Мы с Зиной всегда остаемся на наши дискотеки. Мы с ней младшие научные сотрудники. Вечные младшие научные сотрудники. Наши мужья хорошо зарабатывают, и карьера – это их дело, а не наше, считает Зина. А я вообще никак не считаю: мне все равно.

«Бони М» взвинчивает своим «Распутиным» накал до предела. Народ ослеп от ярости танца. Потом мы рассыпаемся за столики, утираем пот и отдышиваемся. К нашему столу подсаживается Рудаков, начальник катодного отдела. Он со своим чайником. Он сливает из наших чашек остатки в пустой стакан и наливает нам кофе. Мы пьем. «Ого», – с восхищением говорит Зина. Восхищение немного преувеличенное, но так надо: у них с Рудаковым начинается роман, поэтому все приятное преувеличивается. Это как магнит под железными опилками: все лучшее в одну сторону – к новому другу, а все неприятное – в другую сторону – к мужу. Потом она уйдет от мужа к новому другу, поляризация от жизни и времени рассеется и установится скучное семейное равновесие плохого и хорошего. То же, что и раньше, – и опять будет чего-то не хватать...

Мне-то чего не хватает – я знаю: чтобы заплакать, как в детстве, ни от чего. Но этого уже не будет: я разучилась. А другое меня не устроит.

Зина с Рудаковым идут танцевать. Я пляшу с Глуховым и предательски слежу за своей подругой Зиной Зеленской. Она вскидывает руки, трясет распущенными волосами и изображает восхищение. И они ведь доведут этот театр до конца, просто из самолюбия, раз уж начали. Я подло наблюдаю ради удовольствия превосходства. Наблюдатель всегда в превосходстве над действующим лицом.

Глухов танцует со мной заинтересованно, но я-то никому не доставлю удовольствия превосходства над собой, поэтому уже к середине танца интерес Глухова пропадает.

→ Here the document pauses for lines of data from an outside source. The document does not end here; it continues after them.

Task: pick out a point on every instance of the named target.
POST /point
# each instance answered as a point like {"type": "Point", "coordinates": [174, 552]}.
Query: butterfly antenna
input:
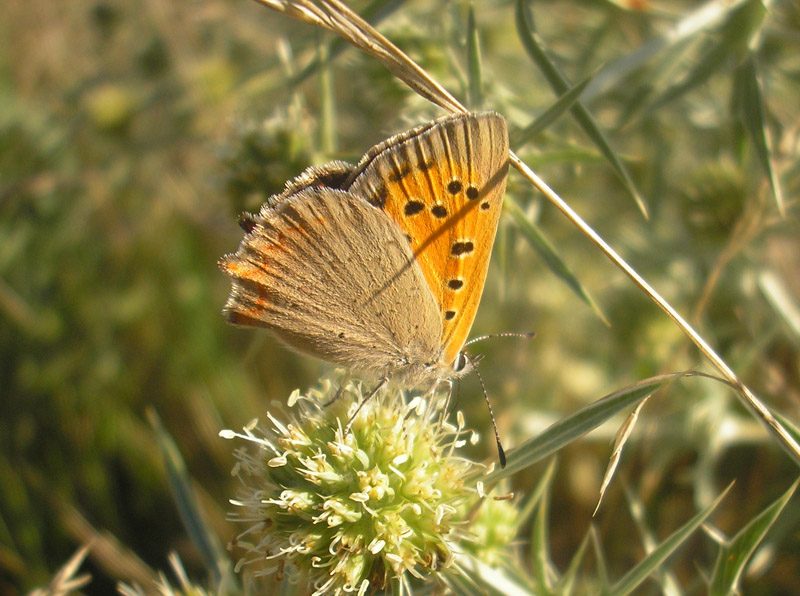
{"type": "Point", "coordinates": [372, 394]}
{"type": "Point", "coordinates": [526, 335]}
{"type": "Point", "coordinates": [501, 454]}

Но музыка все длит и наращивает свой безвыходный призыв. Проклятые Сирены. Так пропал мой отец: он думал, что его ждет бог знает что необыкновенное от всех этих танцев и музыки. Но я, как Одиссей, – я знаю этому обману цену. Эти сладкоголосые чудовища прожорливы, как утки. Я привязала себя к мачте.

Мы возвращаемся к столику, оглушенные громом музыки.

– Пошли к себе в отдел, – предлагает мне Зина. – Поставим чай, отдохнем в тишине. Владимир Васильевич просил чаю в тишине.

Мы поднимаемся на свой третий этаж. В нашей комнате за шкафом стоит стол – там мы обыкновенно пьем чай. Зина включает чайник, я расставляю чашки.